You must have heard the name “free radicals”. these are metabolic waste formed in our body. excess of which causes cell damage, aging, and other problems. studies show that the brain is at greater risk as well. although there’s no way to stop the formation of free radicals completely, you can lessen their destructive effect by indulging in foods rich in antioxidants, including
Some Home Remedies for Depression and Anxiety foods to your diet
- Beta-carotene – apricots, broccoli, carrots, peaches, pumpkin, spinach, sweet potato.
- Vitamin C – blueberries, broccoli, citrus fruits.
- Vitamin E – nuts, seeds, vegetable oil, wheat germ.
- Complex carbohydrates – whole grains, legumes, fruits, veggies, etc. It’s been proven that carbs are linked with mood-boosting brain chemical ‘Serotonin’.
- Protein rich food boosts activeness – Amino acids are building blocks of protein. Out of several EAA (Essential amino acids), Tryptophan is the one that may help you to make Serotonin.
- Peas, beans, milk, fish, poultry, soy products, yogurt.
- Especially consuming milk with saffron/turmeric before bed gives a good amount of tryptophan which will help you to get a tight sleep and deal with insomnia.
- Vitamin B and D rich foods – fruits, veggies, dairy products.
- Selenium rich foods – beans, legumes, low-fat dairy products, nuts, seeds, seafood, whole grains.
- Omega-3 Fatty acid
- Fishes – Salmon, sardines, mackerel, and tuna
- Flax seeds, walnuts, dark green leafy vegetables.

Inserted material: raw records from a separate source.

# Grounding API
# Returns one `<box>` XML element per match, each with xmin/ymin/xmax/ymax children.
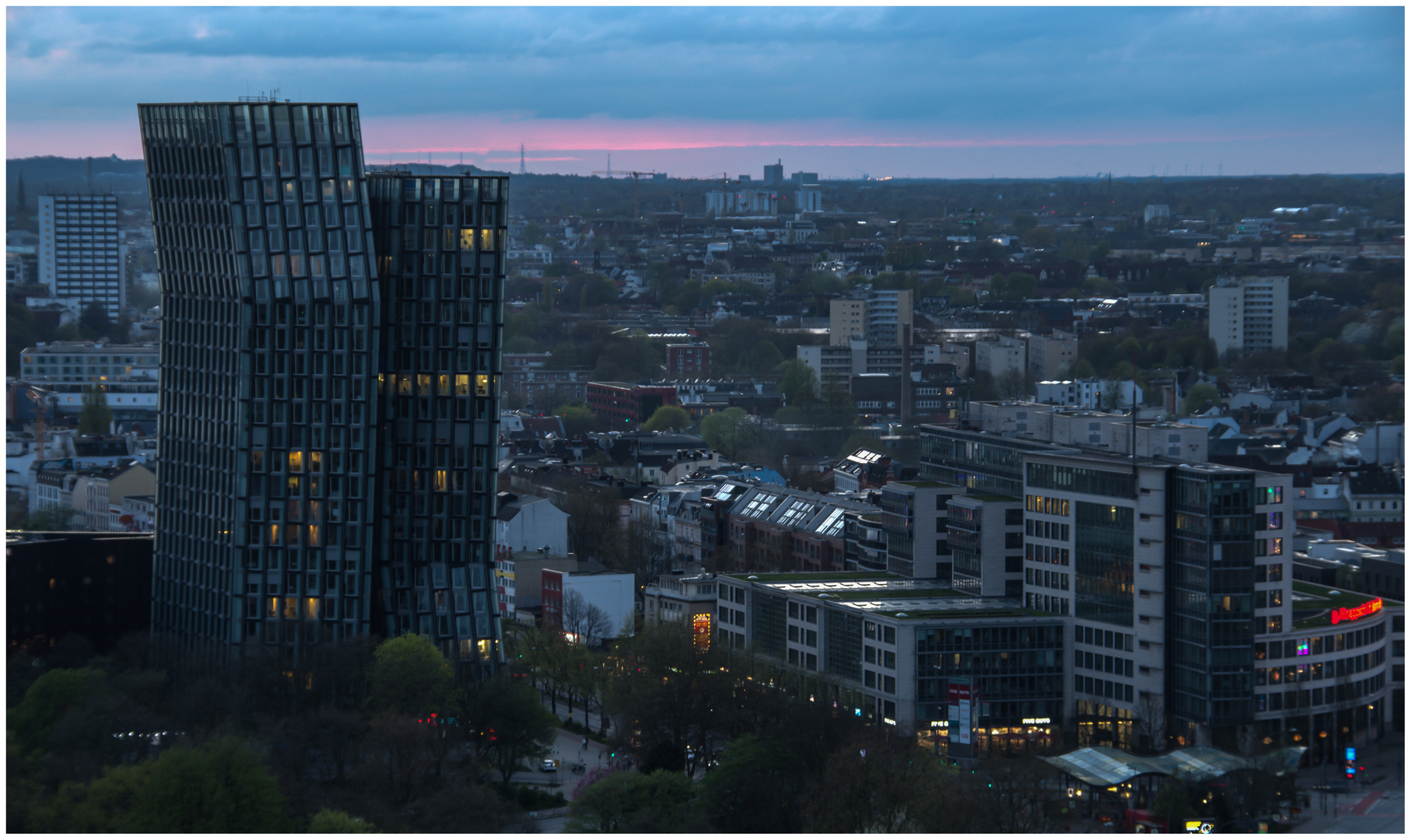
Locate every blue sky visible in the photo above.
<box><xmin>5</xmin><ymin>7</ymin><xmax>1406</xmax><ymax>178</ymax></box>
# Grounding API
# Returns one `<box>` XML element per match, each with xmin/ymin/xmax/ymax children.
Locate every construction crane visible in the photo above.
<box><xmin>26</xmin><ymin>386</ymin><xmax>54</xmax><ymax>460</ymax></box>
<box><xmin>593</xmin><ymin>170</ymin><xmax>656</xmax><ymax>219</ymax></box>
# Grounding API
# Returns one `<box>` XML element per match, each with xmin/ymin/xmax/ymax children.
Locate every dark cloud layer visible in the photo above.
<box><xmin>5</xmin><ymin>7</ymin><xmax>1404</xmax><ymax>176</ymax></box>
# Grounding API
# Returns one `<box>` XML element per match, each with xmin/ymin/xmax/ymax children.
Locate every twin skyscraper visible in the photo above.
<box><xmin>138</xmin><ymin>97</ymin><xmax>508</xmax><ymax>677</ymax></box>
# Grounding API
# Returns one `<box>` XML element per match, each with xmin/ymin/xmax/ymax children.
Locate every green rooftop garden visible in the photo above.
<box><xmin>723</xmin><ymin>572</ymin><xmax>902</xmax><ymax>583</ymax></box>
<box><xmin>801</xmin><ymin>589</ymin><xmax>969</xmax><ymax>601</ymax></box>
<box><xmin>872</xmin><ymin>607</ymin><xmax>1057</xmax><ymax>621</ymax></box>
<box><xmin>1294</xmin><ymin>580</ymin><xmax>1401</xmax><ymax>630</ymax></box>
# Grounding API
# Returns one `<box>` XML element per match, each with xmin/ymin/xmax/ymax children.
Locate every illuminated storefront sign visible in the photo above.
<box><xmin>691</xmin><ymin>613</ymin><xmax>711</xmax><ymax>651</ymax></box>
<box><xmin>1332</xmin><ymin>599</ymin><xmax>1381</xmax><ymax>624</ymax></box>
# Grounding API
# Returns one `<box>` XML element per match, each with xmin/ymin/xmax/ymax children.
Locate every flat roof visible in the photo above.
<box><xmin>1040</xmin><ymin>747</ymin><xmax>1308</xmax><ymax>788</ymax></box>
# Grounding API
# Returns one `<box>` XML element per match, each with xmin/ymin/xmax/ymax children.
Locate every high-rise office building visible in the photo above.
<box><xmin>1210</xmin><ymin>277</ymin><xmax>1288</xmax><ymax>353</ymax></box>
<box><xmin>38</xmin><ymin>194</ymin><xmax>127</xmax><ymax>320</ymax></box>
<box><xmin>138</xmin><ymin>100</ymin><xmax>506</xmax><ymax>670</ymax></box>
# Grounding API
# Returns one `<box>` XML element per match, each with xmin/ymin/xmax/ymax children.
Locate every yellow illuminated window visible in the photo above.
<box><xmin>691</xmin><ymin>613</ymin><xmax>711</xmax><ymax>651</ymax></box>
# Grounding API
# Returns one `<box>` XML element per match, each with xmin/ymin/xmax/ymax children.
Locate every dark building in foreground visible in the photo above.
<box><xmin>138</xmin><ymin>100</ymin><xmax>506</xmax><ymax>677</ymax></box>
<box><xmin>4</xmin><ymin>530</ymin><xmax>152</xmax><ymax>653</ymax></box>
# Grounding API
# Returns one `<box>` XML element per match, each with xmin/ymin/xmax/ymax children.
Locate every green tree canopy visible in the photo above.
<box><xmin>127</xmin><ymin>737</ymin><xmax>288</xmax><ymax>835</ymax></box>
<box><xmin>79</xmin><ymin>301</ymin><xmax>113</xmax><ymax>341</ymax></box>
<box><xmin>79</xmin><ymin>386</ymin><xmax>113</xmax><ymax>435</ymax></box>
<box><xmin>1019</xmin><ymin>227</ymin><xmax>1054</xmax><ymax>248</ymax></box>
<box><xmin>779</xmin><ymin>359</ymin><xmax>818</xmax><ymax>408</ymax></box>
<box><xmin>1181</xmin><ymin>383</ymin><xmax>1220</xmax><ymax>415</ymax></box>
<box><xmin>565</xmin><ymin>769</ymin><xmax>691</xmax><ymax>835</ymax></box>
<box><xmin>553</xmin><ymin>400</ymin><xmax>598</xmax><ymax>436</ymax></box>
<box><xmin>702</xmin><ymin>407</ymin><xmax>763</xmax><ymax>457</ymax></box>
<box><xmin>5</xmin><ymin>668</ymin><xmax>107</xmax><ymax>751</ymax></box>
<box><xmin>461</xmin><ymin>677</ymin><xmax>563</xmax><ymax>788</ymax></box>
<box><xmin>368</xmin><ymin>634</ymin><xmax>451</xmax><ymax>717</ymax></box>
<box><xmin>309</xmin><ymin>807</ymin><xmax>378</xmax><ymax>835</ymax></box>
<box><xmin>749</xmin><ymin>339</ymin><xmax>785</xmax><ymax>376</ymax></box>
<box><xmin>642</xmin><ymin>405</ymin><xmax>691</xmax><ymax>432</ymax></box>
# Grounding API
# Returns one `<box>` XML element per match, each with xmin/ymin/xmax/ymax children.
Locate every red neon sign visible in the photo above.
<box><xmin>1332</xmin><ymin>599</ymin><xmax>1381</xmax><ymax>624</ymax></box>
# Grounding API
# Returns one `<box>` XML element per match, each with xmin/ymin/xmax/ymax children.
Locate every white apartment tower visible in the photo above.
<box><xmin>1210</xmin><ymin>277</ymin><xmax>1288</xmax><ymax>353</ymax></box>
<box><xmin>40</xmin><ymin>194</ymin><xmax>125</xmax><ymax>320</ymax></box>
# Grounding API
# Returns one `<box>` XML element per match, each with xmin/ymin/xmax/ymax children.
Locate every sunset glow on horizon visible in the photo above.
<box><xmin>5</xmin><ymin>7</ymin><xmax>1404</xmax><ymax>178</ymax></box>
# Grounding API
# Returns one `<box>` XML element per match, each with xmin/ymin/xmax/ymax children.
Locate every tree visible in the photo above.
<box><xmin>562</xmin><ymin>589</ymin><xmax>614</xmax><ymax>648</ymax></box>
<box><xmin>461</xmin><ymin>675</ymin><xmax>558</xmax><ymax>790</ymax></box>
<box><xmin>808</xmin><ymin>734</ymin><xmax>955</xmax><ymax>835</ymax></box>
<box><xmin>79</xmin><ymin>301</ymin><xmax>113</xmax><ymax>341</ymax></box>
<box><xmin>565</xmin><ymin>769</ymin><xmax>691</xmax><ymax>835</ymax></box>
<box><xmin>368</xmin><ymin>634</ymin><xmax>453</xmax><ymax>717</ymax></box>
<box><xmin>555</xmin><ymin>478</ymin><xmax>618</xmax><ymax>561</ymax></box>
<box><xmin>702</xmin><ymin>407</ymin><xmax>762</xmax><ymax>459</ymax></box>
<box><xmin>309</xmin><ymin>807</ymin><xmax>376</xmax><ymax>835</ymax></box>
<box><xmin>79</xmin><ymin>386</ymin><xmax>113</xmax><ymax>435</ymax></box>
<box><xmin>127</xmin><ymin>737</ymin><xmax>288</xmax><ymax>833</ymax></box>
<box><xmin>1136</xmin><ymin>691</ymin><xmax>1165</xmax><ymax>752</ymax></box>
<box><xmin>749</xmin><ymin>339</ymin><xmax>785</xmax><ymax>376</ymax></box>
<box><xmin>1181</xmin><ymin>383</ymin><xmax>1220</xmax><ymax>416</ymax></box>
<box><xmin>615</xmin><ymin>518</ymin><xmax>671</xmax><ymax>589</ymax></box>
<box><xmin>779</xmin><ymin>359</ymin><xmax>818</xmax><ymax>408</ymax></box>
<box><xmin>642</xmin><ymin>405</ymin><xmax>691</xmax><ymax>432</ymax></box>
<box><xmin>5</xmin><ymin>668</ymin><xmax>109</xmax><ymax>751</ymax></box>
<box><xmin>1019</xmin><ymin>227</ymin><xmax>1056</xmax><ymax>248</ymax></box>
<box><xmin>553</xmin><ymin>401</ymin><xmax>598</xmax><ymax>438</ymax></box>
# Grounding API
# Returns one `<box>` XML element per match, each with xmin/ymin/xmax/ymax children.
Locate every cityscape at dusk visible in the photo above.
<box><xmin>4</xmin><ymin>5</ymin><xmax>1407</xmax><ymax>837</ymax></box>
<box><xmin>5</xmin><ymin>7</ymin><xmax>1406</xmax><ymax>180</ymax></box>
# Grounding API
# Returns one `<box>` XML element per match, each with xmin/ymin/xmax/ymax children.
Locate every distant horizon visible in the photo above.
<box><xmin>5</xmin><ymin>151</ymin><xmax>1406</xmax><ymax>187</ymax></box>
<box><xmin>5</xmin><ymin>5</ymin><xmax>1406</xmax><ymax>180</ymax></box>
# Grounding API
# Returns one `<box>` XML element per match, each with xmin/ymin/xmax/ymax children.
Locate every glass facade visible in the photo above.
<box><xmin>922</xmin><ymin>426</ymin><xmax>1057</xmax><ymax>499</ymax></box>
<box><xmin>138</xmin><ymin>102</ymin><xmax>505</xmax><ymax>677</ymax></box>
<box><xmin>1073</xmin><ymin>501</ymin><xmax>1134</xmax><ymax>627</ymax></box>
<box><xmin>1167</xmin><ymin>467</ymin><xmax>1255</xmax><ymax>727</ymax></box>
<box><xmin>916</xmin><ymin>622</ymin><xmax>1064</xmax><ymax>729</ymax></box>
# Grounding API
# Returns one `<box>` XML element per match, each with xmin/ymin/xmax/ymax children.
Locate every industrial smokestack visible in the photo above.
<box><xmin>900</xmin><ymin>324</ymin><xmax>914</xmax><ymax>426</ymax></box>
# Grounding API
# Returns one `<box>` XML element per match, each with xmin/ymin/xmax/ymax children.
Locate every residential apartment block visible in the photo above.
<box><xmin>1210</xmin><ymin>277</ymin><xmax>1288</xmax><ymax>353</ymax></box>
<box><xmin>38</xmin><ymin>194</ymin><xmax>127</xmax><ymax>320</ymax></box>
<box><xmin>828</xmin><ymin>288</ymin><xmax>912</xmax><ymax>346</ymax></box>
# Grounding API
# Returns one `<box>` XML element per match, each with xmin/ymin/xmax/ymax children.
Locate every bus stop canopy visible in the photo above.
<box><xmin>1044</xmin><ymin>747</ymin><xmax>1308</xmax><ymax>788</ymax></box>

- Ashwangandha – relieve stress and provide antidepressants and anti-anxiety properties.
- Brahmi – believed to increase the serotonin levels in the brain increasing calmness, and reducing insomnia.
- Saffron – crocin, a chemical found in saffron reduces symptoms of depression as effectively as prescription drugs.
- Pudina (Peppermint) – menthol present in it provide a calming effect. Menthol helps cure insomnia, rich in vitamin A and C, minerals including magnesium, manganese, calcium, iron, folate, copper, and potassium.
- Turmeric – consists of a chemical known as Curcumin which again helps to increase serotonin level and provide a calming effect, and is anti-inflammatory as well.